In the 1980s, recorded removals of wood in the USSR, most of which came from Russian forests, totalled about 380 million m3. The economic and physical disruptions associated with economic transition, including lack of finance, uncertainty about ownership, enterprise debt (leading to barter trade), infrastructure problems etc. caused this to drop sharply. In 1995, recorded removals in Russia were only about 110 million m3, although it is likely that there were significant volumes of unrecorded removals. A major factor was the imposition of realistic freight charges on the trans-Siberian railways, a decision which made huge areas of central Siberia economically inaccessible overnight. There are signs that the Russian economy may be nearing its lowest point, but political and economic uncertainty is still very high. The majority of wood processing forest enterprises have been effectively privatized, and foreign investment in some industries has also been reported, as well as joint ventures, typically aimed at producing logs for export. Practically all forest lands still belong to the state.

Table 5
Growing stock, increment and harvest on land managed by the state forest service, Russia, 1993 (million m3)21,22

21 The growing stock and increment figures in Table 5 refer to the forested area managed by the state forest service - 706 million ha, which gives average growing stock per ha on this land of 100 m³/ha and average increment of 1.2 m³/ha, roughly comparable to the figure for Canada, which also has large areas of natural boreal forest, On average the harvesting intensity (volume of wood harvested per hectare on average) is under 0.24 m³/ha, although some areas have been harvested very intenslvely.

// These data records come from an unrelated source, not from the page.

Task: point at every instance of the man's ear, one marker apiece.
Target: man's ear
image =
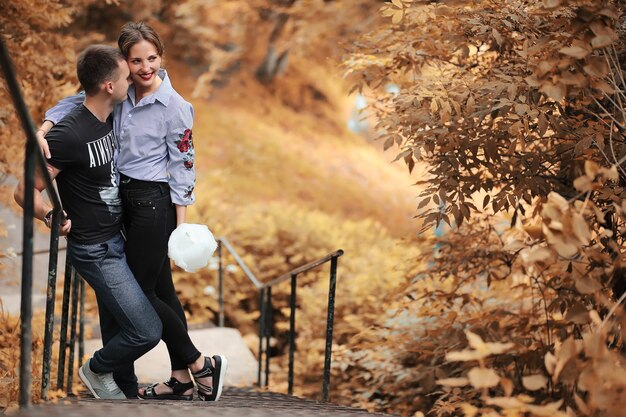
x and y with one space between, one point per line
108 86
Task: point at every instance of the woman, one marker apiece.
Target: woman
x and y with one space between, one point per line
156 166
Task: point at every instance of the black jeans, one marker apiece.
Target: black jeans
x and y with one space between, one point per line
149 219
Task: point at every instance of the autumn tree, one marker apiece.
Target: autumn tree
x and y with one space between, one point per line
517 110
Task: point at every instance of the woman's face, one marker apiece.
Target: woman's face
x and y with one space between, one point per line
144 63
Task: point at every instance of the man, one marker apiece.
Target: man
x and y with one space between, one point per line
83 149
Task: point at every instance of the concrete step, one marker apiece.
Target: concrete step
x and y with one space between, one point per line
155 365
235 402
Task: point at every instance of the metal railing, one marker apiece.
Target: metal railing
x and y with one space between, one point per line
34 157
265 306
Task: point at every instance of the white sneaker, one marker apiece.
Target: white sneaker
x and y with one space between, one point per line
101 385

22 Shvidenko and Nilsson (1996).

growing stock

705 800

coniferous

507 700

growing stock in mature forest

42 000

coniferous

34 200

growing stock in mature forest allowable for harvesting

25 700

average increment

830

annual allowable cut

529

actual harvest (final cut)

174

thinnings

20

The outlook for the Russian forest, forest products sector, and trade potential is extremely uncertain; it is ultimately dependent on the successful outcome of economic transition. If the transition process is satisfactorily completed, Russian forests have the biological potential for sustainable supply of large volumes of wood, provided adequate policies are developed and enforced, and sufficient investment is forthcoming, notably for infrastructure and mills. Siberia could become the major source of an increasingly rare commodity - high quality coniferous wood, supplies of which have been reduced from the USA for policy reasons, and from Canada due to physical/economic inaccessibility. However, it should be borne in mind that, as the Russian economy recovers, so will domestic disposable income; this could unlock a huge potential demand for Russian forest products from the domestic market.